Bundesregierung seit 2012 im Pandemie-Tiefschlaf

Denn die Bundesregierung unter Führung von Angela Merkel (CDU) war vor einem solchen weltweiten Pandemiefall schon vor acht Jahren explizit gewarnt worden. Warum aber hat die Kanzlerin Deutschland auf eine solche Pandemie nicht vorbereitet, obwohl das Bundesgesundheitsministerium in ihrer Regierungszeit einen „Bericht zur Risikoanalyse im Bevölkerungsschutz 2012“ veröffentlicht hat?
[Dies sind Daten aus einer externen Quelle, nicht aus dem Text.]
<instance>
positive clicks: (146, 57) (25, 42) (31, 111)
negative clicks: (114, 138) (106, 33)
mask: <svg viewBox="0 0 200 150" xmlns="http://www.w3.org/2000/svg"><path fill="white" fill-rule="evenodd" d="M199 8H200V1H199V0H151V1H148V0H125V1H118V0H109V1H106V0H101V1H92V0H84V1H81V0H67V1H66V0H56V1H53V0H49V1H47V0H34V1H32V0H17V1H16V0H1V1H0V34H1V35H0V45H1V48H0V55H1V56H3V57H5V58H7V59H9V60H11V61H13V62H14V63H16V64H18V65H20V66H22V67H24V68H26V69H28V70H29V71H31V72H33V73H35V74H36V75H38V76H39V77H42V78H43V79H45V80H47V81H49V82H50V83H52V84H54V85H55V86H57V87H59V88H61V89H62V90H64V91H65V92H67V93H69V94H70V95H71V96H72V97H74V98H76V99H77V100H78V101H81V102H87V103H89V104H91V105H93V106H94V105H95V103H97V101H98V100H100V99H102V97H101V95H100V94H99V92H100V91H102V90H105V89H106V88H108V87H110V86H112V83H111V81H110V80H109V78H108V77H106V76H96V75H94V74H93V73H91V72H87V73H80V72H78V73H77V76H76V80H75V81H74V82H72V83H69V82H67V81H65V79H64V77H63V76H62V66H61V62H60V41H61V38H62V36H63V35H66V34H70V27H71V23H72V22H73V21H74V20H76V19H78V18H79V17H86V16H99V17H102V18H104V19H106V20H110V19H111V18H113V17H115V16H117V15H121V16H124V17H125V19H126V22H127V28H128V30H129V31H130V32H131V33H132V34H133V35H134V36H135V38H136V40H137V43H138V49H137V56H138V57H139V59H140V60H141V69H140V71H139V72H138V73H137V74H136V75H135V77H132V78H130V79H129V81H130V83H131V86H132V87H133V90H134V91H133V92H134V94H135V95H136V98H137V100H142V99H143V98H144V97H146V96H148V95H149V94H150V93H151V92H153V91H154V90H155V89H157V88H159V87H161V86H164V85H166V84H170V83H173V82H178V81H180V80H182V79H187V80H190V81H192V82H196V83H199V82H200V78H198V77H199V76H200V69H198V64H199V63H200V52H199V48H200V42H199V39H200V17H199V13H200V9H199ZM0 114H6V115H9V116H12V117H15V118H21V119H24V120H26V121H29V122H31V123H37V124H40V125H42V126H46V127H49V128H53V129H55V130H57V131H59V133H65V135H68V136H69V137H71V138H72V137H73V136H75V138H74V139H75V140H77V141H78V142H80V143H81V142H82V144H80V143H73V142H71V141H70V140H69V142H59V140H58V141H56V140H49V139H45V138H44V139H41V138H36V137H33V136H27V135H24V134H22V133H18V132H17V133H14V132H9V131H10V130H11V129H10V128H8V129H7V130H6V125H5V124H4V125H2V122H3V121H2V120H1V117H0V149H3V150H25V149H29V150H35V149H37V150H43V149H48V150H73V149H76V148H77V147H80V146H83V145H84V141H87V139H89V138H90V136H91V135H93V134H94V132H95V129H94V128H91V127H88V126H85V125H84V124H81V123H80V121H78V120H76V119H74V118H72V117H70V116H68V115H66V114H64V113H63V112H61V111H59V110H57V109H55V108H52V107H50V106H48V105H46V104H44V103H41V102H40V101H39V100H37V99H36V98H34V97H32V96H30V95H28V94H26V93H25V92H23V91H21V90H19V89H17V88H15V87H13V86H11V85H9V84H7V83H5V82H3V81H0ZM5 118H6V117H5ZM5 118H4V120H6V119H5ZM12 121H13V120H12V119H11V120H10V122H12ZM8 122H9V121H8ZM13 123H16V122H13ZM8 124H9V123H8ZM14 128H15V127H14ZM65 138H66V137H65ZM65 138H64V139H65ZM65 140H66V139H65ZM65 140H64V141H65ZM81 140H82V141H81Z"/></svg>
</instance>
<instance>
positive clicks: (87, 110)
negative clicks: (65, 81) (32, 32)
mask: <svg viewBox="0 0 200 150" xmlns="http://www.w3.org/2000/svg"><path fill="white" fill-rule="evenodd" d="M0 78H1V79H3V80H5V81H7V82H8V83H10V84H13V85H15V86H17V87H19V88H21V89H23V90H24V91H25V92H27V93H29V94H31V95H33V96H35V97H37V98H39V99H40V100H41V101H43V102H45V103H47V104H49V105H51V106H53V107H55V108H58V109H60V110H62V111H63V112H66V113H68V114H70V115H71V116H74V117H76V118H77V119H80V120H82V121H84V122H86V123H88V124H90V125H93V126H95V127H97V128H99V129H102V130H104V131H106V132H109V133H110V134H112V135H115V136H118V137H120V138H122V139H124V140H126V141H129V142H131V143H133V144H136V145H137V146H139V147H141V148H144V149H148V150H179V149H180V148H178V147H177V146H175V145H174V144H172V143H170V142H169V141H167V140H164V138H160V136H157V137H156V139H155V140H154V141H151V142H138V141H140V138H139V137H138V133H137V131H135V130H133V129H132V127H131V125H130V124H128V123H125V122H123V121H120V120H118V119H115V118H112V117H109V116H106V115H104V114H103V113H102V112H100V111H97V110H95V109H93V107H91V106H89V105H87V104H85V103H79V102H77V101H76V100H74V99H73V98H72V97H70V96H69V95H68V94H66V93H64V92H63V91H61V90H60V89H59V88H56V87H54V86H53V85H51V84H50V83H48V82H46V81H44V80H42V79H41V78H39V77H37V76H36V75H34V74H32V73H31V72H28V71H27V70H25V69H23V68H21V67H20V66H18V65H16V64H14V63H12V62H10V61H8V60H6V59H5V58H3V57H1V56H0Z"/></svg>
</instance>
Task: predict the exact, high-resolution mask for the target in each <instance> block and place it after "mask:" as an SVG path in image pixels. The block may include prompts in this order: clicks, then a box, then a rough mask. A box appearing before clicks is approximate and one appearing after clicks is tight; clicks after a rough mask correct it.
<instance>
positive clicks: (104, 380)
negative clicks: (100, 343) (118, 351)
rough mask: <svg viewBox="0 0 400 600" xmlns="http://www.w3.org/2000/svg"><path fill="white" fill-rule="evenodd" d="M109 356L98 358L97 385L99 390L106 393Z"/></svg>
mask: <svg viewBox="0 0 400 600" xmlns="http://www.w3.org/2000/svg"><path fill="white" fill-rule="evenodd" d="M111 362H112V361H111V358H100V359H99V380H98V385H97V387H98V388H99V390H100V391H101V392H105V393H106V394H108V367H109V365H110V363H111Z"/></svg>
In dieser Studie unter fachlicher Federführung des Robert Koch-Instituts und Mitwirkung weiterer Bundesbehörden wurde die Gefahr sowie die Folgen durch die Einschleppung eines modifizierten SARS-Virus aus Asien – wie jetzt geschehen – detailliert beschrieben.

Pandemiepläne, Erkrankungswellen, Bevölkerungsschutz, Überlastung des Gesundheitssystems, Versorgungsausfälle, Schutzausrüstungen, Desinfektionsmittel, Impfstoffe oder Sicherung wichtiger Infrastrukturen – alles wird erwähnt.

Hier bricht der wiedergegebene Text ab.